Using some fatter elements, say 16 bytes, the difference is even more pronounced:
|Array type||Cycles per element|
|Compact vector append time (16 bytes)||152.2|
|std::vector append time (16 bytes)||283.6|
That’s about 46% faster. Okay, so now that we have the good news out of the way, what’s price we pay for this? I mean look at that function mentioned above, clearly we’re paying some cost to index into this thing, right? Well, yes of course, there’s no free lunch. For random access we see the following picture:
|Array type||Cycles per element||Ratio to std::vector|
|Compact vector random access (4 bytes)||16.6||8.3|
|std::vector random access (4 bytes)||2.0|
|Compact vector random access (16 bytes)||18.1||7.9|
|std::vector random access (16 bytes)||2.3|
|Compact vector random access (64 bytes)||20.6||4.0|
|std::vector random access (64 bytes)||5.1|
This is for a loop that just goes straight through the array of integers and sums up the elements, using random access reads. This access pattern should be a worst case scenario for compact array relative the much simpler std::vector since it reduces the impact of cache misses (and indeed the relative cost difference goes down as the element size goes up).

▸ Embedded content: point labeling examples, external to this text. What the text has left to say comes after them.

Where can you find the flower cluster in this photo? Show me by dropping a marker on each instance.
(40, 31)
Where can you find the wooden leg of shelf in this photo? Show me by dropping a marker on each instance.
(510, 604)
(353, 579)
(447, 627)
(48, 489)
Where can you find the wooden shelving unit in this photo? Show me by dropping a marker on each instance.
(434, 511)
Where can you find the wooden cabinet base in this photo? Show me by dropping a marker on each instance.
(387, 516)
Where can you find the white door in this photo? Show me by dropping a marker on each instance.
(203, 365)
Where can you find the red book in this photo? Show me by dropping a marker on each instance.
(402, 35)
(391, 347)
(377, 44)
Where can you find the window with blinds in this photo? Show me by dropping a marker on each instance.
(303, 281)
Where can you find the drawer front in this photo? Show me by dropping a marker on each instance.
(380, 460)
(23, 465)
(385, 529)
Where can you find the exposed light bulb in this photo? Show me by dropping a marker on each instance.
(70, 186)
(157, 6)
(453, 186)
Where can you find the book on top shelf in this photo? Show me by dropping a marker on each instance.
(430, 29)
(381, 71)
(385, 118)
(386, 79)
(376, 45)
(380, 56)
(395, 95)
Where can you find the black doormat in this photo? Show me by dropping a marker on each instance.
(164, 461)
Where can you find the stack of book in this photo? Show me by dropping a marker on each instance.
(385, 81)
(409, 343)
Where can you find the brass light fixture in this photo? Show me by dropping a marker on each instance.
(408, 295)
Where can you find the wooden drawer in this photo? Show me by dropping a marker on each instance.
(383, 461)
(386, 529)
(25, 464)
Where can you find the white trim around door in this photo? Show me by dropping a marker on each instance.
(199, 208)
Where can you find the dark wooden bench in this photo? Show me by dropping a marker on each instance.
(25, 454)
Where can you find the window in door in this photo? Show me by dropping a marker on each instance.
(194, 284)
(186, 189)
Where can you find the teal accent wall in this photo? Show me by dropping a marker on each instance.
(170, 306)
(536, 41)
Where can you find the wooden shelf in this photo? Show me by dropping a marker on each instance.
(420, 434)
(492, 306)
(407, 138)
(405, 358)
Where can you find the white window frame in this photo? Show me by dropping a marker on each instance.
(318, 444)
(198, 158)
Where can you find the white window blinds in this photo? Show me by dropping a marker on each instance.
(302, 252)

However, rather than just focus on that massive 8x ratio number, I think it may be more interesting to look at the absolute values of the timings here. We’re talking about 17 cycles per element, including the loop overhead and the actual addition itself. In many cases where you do random access reads on std::vectors you end up doing far more work than that per element – especially if the accesses are truly random so you incur a cache hit per access (although technically for the compact array you may end up with two cache misses, the index block is small so you’re a lot more likely to get a hit there than on the full array).
For coherent reads, i.e. using iterators, we can do much better. We don’t need to translate the virtual index to a data block and intra-block index for each element, we can just step through the data blocks directly instead. We still need to do a check for each element to make sure we’re still in the same data block, and some minor computation to advance from one data block to the next (relating to computing the next block’s size), but the fast path is a quick pointer increment and compare which saves a lot of overhead:
|Array type||Cycles per element|
|Compact array iterator scan time (4 bytes)||6.9|
|std::vector iterator scan time (4 bytes)||1.51|
Here’s a graph of total storage used over time:
This is fairly typical behavior. The standard std::vector gets very good efficiency when the number of elements happens to be close, but below the current size of the underlying array, but you’re oscillating between 50% and close to 0%, averaging out at 25% overhead. In contrast, compact_vector has a bit more fixed overhead and some extra overhead for the the index block, but the storage requirements grows relatively smoothly (you can’t see it in the graph, but it does oscillate, just not quite as wildly). For what it’s worth, compact_vector hits ~25% memory overhead at around 200 elements (for the 64 bit version), and by 1000 elements we’re already down to around 10% (these figures get better for larger elements since the index block part of the overhead depends on element count and pointer size, not element size).
Anyway, I’ll stop talking now. Hope this is useful to someone!
UPDATE: And here’s a view of the actual overhead zoomed in to the first 4000 insertions. This shows you better how memory use isn’t just a difference in “spikiness” (allocation rate), the compact_vector genuinely tends to much lower overhead asymptotically compared to std::vector. The latter’s overhead averages out at 25% in the graph below (as expected), whereas the compact_vector quickly converges on single-digit percent overheads.